Claudio é um advogado de meia idade que vive uma vida calma e confortável com sua esposa em uma pequena cidade da Argentina da década de 1970. Quando um detetive particular aparece na sua cidade determinado a localizar um estranho com quem brigou meses atrás em um restaurante, seu mundo é virado de cabeça para baixo.

Crítica

Mais que o segredo prendendo o advogado Claudio (Darío Grandinetti) ao episódio fatídico no passado recente, o que aponta às intenções do roteirista e diretor Benjamín Naishtat em Vermelho Sol é o longo e estático plano inicial. Pessoas saqueiam uma casa sem alardes, como se a elas fosse um direito adquirido a espoliação da propriedade alheia. Vagarosamente, o contexto vai preenchendo essa cena, entregando o seu real propósito, que é exatamente mostrar o caráter insidioso dos cidadãos comuns de uma província argentina nos anos 70, quando o país estava vivendo sob o jugo da ditadura. Desse jeito, o protagonista é um exemplo da classe média distante da alienação, sobretudo porque seus atos estão atrelados a uma perversidade encruada pela tradição dos discursos supostamente enlevados. Essa gente tem vultuosa ojeriza por quem propõe resistência. No caso, os chamados “baderneiros”, como o homem cuja morte entra nessa normalidade torpe.

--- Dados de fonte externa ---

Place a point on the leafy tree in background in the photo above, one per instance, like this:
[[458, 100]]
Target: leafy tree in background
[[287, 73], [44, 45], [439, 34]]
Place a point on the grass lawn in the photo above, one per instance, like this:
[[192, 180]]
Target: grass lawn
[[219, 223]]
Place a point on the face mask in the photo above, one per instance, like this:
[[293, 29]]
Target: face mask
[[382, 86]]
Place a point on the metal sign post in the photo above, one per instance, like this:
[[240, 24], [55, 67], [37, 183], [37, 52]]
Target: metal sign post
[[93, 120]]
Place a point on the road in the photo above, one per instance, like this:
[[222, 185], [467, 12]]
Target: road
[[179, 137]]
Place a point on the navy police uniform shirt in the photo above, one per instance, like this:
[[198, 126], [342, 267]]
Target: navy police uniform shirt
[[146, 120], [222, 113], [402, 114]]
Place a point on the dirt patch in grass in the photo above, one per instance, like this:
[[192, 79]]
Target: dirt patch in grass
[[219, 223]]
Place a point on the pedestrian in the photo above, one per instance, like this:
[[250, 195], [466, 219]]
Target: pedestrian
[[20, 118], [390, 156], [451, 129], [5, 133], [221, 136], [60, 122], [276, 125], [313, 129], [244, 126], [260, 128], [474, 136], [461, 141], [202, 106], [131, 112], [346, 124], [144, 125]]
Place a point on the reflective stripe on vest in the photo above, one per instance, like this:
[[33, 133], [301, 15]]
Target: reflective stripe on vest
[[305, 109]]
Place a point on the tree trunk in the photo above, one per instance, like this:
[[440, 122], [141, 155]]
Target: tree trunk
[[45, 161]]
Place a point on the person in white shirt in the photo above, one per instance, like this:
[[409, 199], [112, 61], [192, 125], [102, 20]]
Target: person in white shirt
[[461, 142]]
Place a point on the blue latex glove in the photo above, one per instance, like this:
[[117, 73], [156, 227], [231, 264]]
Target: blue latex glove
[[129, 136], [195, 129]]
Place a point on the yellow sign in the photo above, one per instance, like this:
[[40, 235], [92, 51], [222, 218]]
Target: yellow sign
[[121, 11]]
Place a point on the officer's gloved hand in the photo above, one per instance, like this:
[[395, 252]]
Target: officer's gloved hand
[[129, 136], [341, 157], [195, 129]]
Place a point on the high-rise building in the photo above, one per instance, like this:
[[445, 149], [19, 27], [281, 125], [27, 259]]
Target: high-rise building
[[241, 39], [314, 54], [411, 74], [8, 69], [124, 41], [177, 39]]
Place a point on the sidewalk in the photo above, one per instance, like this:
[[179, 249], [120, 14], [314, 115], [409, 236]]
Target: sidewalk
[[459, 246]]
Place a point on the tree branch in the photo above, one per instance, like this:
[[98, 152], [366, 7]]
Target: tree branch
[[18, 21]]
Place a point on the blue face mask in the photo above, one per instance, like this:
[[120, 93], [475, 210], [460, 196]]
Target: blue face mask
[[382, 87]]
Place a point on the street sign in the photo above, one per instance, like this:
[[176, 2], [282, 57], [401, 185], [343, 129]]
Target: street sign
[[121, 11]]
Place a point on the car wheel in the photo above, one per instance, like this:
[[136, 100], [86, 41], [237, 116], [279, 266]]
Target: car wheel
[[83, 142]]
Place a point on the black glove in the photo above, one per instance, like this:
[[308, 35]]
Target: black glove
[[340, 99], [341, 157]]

É inteligente a forma como o realizador conduz a narrativa, evitando fazer de Claudio um espécime isolado, vide a conduta do jovem desconfiado da traição da namorada. Escudado pela impunidade reinante num lugar interiorano, ele e os amigos levam um desafeto para “passear”. A procura subsequente da mãe pelo filho desaparecido se encarrega da completar o sentido dessa ocorrência sintomática. Vermelho Sol é um filme que engrandece nas sutilezas, em virtude da delineação de um entorno apropriado a sustentar certos comportamentos. A excelência dessa constituição é notável já na demonstração da desavença no restaurante. Claramente o estranho é mal-educado com Claudio, perdendo a razão ao reivindicar a mesa com hostilidade desmedida. Mas, o modo como o jurista responde, humilhando-o com a sua superioridade vomitada – detalhe à impavidez dos presentes ante a atitude –, é tão destrutiva quanto, até mais pela profundidade das causas.

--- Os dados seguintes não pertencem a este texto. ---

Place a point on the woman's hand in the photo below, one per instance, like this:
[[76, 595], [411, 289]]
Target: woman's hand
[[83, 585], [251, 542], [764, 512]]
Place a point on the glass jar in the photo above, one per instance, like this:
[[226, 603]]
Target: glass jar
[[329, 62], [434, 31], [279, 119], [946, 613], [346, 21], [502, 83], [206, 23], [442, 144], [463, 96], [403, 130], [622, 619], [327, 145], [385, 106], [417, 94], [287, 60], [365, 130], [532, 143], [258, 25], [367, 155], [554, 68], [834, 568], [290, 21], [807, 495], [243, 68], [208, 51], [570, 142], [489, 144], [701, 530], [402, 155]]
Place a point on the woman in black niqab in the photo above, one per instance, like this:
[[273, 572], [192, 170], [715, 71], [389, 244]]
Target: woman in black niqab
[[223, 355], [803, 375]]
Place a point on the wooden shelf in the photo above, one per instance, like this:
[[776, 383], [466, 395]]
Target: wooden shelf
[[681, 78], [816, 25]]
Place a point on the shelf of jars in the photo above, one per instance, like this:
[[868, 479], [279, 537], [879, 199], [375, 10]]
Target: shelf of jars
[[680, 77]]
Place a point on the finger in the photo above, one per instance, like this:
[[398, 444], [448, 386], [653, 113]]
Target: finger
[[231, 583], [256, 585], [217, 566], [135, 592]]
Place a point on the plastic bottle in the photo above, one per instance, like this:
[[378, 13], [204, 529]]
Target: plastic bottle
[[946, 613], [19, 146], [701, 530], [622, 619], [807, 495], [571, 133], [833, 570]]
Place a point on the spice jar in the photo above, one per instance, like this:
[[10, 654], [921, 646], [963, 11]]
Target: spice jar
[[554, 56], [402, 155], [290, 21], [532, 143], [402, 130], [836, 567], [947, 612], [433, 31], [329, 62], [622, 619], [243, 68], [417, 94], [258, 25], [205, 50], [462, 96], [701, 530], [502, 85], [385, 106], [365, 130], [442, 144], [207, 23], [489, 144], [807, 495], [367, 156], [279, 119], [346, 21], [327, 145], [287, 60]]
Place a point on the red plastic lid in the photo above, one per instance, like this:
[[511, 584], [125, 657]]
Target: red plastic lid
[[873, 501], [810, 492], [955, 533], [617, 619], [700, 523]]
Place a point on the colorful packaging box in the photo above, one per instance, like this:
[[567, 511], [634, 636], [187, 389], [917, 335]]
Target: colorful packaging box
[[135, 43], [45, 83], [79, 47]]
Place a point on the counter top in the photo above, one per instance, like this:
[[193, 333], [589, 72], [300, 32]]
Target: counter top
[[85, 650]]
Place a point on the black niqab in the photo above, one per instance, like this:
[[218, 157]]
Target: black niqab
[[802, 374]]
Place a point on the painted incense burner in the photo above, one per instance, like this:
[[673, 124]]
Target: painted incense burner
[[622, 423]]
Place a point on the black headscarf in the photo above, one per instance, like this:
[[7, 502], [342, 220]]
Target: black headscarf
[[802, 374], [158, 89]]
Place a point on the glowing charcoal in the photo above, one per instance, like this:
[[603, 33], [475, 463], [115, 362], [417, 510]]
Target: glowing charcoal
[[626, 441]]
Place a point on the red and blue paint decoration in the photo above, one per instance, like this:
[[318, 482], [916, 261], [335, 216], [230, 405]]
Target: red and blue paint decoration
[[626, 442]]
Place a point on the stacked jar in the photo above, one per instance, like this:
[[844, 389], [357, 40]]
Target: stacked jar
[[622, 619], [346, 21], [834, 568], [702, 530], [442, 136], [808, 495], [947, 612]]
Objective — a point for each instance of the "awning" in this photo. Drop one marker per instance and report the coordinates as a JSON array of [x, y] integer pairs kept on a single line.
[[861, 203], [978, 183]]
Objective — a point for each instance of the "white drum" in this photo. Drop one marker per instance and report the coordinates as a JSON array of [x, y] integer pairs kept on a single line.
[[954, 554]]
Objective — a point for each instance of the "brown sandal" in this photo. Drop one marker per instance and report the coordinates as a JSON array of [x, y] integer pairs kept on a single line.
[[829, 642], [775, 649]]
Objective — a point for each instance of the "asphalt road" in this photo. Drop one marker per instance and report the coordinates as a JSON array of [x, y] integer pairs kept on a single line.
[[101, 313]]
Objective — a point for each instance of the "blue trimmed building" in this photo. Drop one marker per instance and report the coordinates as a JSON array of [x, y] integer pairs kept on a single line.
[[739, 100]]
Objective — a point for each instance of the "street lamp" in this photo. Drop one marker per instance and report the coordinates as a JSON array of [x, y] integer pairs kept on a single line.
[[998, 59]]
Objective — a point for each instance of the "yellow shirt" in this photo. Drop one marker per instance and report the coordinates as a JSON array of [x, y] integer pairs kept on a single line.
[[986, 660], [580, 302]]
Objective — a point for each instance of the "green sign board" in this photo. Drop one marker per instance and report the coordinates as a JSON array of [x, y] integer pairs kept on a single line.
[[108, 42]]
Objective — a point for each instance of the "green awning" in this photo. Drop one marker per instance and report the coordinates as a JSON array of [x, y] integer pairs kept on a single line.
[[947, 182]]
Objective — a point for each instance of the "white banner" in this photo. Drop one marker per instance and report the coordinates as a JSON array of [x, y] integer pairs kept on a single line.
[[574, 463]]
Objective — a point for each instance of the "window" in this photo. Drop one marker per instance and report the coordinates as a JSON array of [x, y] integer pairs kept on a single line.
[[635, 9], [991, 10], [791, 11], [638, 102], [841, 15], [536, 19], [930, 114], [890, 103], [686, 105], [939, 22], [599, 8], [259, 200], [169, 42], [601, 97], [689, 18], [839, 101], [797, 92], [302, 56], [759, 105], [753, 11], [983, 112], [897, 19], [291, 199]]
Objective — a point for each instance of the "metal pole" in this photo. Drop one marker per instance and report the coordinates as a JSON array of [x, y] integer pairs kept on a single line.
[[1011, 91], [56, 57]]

Vermelho Sol possui uma atmosfera consistente, alimentada por ambiguidades prevalentes. Interpretado com grande sensibilidade por Darío Grandinetti, Claudio não é desenhado como um vilão clássico ou algo que o valha, pelo contrário. Reconhecido como um membro prócer da localidade, representa a circunvizinhança, não destoando da mesma. Tampouco o crime por ele competido é tido como momentânea cessão animalesca a um insuspeito lado obscuro. O que embrutece sobremaneira o ato é justamente a permanência do sujeito na esfera cotidiana, sem que isso o tipifique como um marginal reconhecido. O posterior medo de ser pego se dá por puro instinto de preservação e sobrevivência, não está atrelado à consciência ou ao arrependimento. Benjamín Naishtat mantém o enredo num tom em que a passivo-agressividade determina as conjunturas, evitando rompantes, exceção feita aos instantes do homem em plena contenda no último estabelecimento que o testemunha vivo. Essas nuances denotam o verdadeiro perigo como emanante da hipócrita cordialidade.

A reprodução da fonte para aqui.